SAN FRANCISCO — The delegates were beside themselves:
* The same day the National Organization for Women opened its 24th annual conference here on Friday, President Bush vetoed a bill that would have guaranteed workers in larger businesses unpaid time off to care for seriously ill family members or newborn infants.
* Three days before the NOW meeting began, the Louisiana State Senate passed the most restrictive abortion measure in the country (prohibiting all abortions unless a woman's life is endangered), a bill that also was passed by that state's House. Though Louisiana Gov. Buddy Roemer has threatened to veto the measure unless it includes exceptions for cases of incest or rape, legislators are said to be gathering to override a veto.
* Almost a year ago exactly, the U.S. Supreme Court, in its Webster vs. Reproductive Health Services decision, allowed states to establish their own abortion rules, a devastating blow for abortion-rights activists. NOW President Mollie Yard estimates that 350 anti-abortion bills have been filed in state legislatures since last July.
In response, NOW may become more aggressive than ever. The group said it has picked up 70,000 new members since the Webster decision (for a total of about 260,000) and it intends to intensify its battles to keep abortion legal and accessible.
Yard, in San Francisco, emphasized that the organization increasingly will back candidates of either party who favor abortion rights. And if there aren't enough politicians to NOW's liking, the group may start a third national political party to further a host of feminist causes.
The notion of an entirely new political party was first proposed at last year's convention, where it reportedly met with considerable enthusiasm from the membership.
The response from outside NOW's ranks, however, was disparaging.
"Stupid, impractical, divisive--you name it, we were called it," Yard said at a standing-room only session discussing NOW's just-launched "Commission for Responsive Democracy."
After the November elections, the 40-member, multipartisan commission is expected to conduct hearings in six cities nationwide to determine the feasibility of a third party.
Among those who have signed on as commission members are:
* Rose Bird, former California chief justice;
* Former Rep. John Anderson, a onetime presidential candidate;
* ToneyAnaya, former New Mexico governor;
* Ramsey Clark, former U.S. attorney general;
* Dolores Huerta, vice president of the United Farm Workers.
"We have been very trashed on this subject," former NOW president Eleanor Smeal told the convention.

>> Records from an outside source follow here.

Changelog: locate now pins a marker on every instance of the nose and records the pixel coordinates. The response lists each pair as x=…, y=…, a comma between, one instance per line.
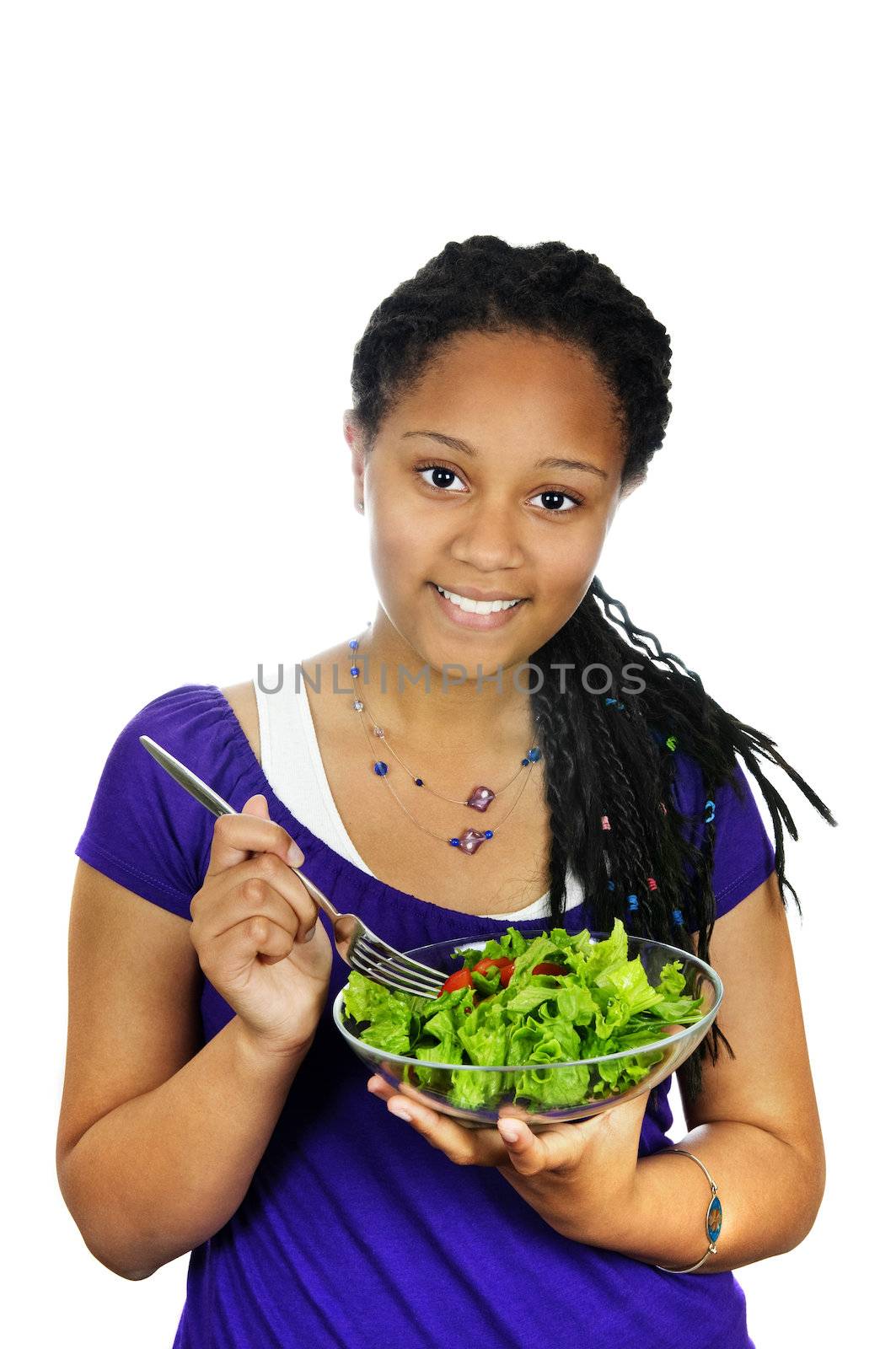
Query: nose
x=486, y=540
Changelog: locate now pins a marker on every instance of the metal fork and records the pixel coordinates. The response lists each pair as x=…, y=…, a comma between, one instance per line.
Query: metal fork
x=361, y=949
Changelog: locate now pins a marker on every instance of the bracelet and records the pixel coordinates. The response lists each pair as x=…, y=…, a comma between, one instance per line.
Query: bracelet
x=713, y=1216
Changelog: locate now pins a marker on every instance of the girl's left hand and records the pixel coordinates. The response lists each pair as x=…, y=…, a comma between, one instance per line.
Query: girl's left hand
x=601, y=1151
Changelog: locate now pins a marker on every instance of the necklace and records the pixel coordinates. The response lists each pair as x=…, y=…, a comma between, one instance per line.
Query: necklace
x=480, y=799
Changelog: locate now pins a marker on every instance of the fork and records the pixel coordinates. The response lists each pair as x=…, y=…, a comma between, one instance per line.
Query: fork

Currently a member of the commission and the president of Feminist Majority (an Arlington, Va.-based national group dedicated to electing feminists), Smeal emphasized that "all the issues are women's issues."
Issues the commission will explore, as expressed in NOW's "expanded Bill of Rights for the 21st Century," include:
* Rights to freedom from discrimination based on sex, race, age, disability or sexual orientation;
* Reproductive freedom;
* Freedom from violence;
* The right to food, housing, health care and education;
* The right to a safe and clean environ
The commission is expected to make its final report to the national NOW conference next summer.
Though the notion of a third party appeared to have overwhelming support of this year's 2,000 conference attendees, Yard said in an interview, "We don't know what's going to come of it. We're going to look at everything. There are lots of different ways it could work out.
"You might set up a system to endorse candidates, and where we didn't find somebody we liked, we'd put our own person up" for office, she said.
Pointing out that third parties can significantly affect established political parties even if they don't win many elections, NOW executive vice president Patricia Ireland cited George Wallace's American Independent Party's success at moving at both Democrats and Republicans to the right in the 1960s. And she pointed to a "more encouraging example": the Green Party of West Germany, widely known for its environmental concerns and influence.
In addition, the NOW conference heard Petra Kelly, the West German activist who helped found the Green Party in 1979 and who was elected to the Bundestag (German parliament) in 1983.
Other speakers included four women gubernatorial candidates: California Democrat Dianne Feinstein, Massachusetts Democrat Evelyn Murphy, Oregon Democrat Barbara Roberts, and Pennsylvania Republican Barbara Hafer.
There also were two U.S. Senate candidates: Colorado Democrat Josie Heath, and North Carolina Democrat Harvey Gantt, who is attempting to unseat Republican Sen. Jesse Helms.
Throughout the conference, held at the San Francisco Hilton Hotel, anti-abortion activists marched outside the hotel, bearing signs such as: "Abortion Liberates Men Not Women," "Stop Abortion NOW," and "Feminists for Life."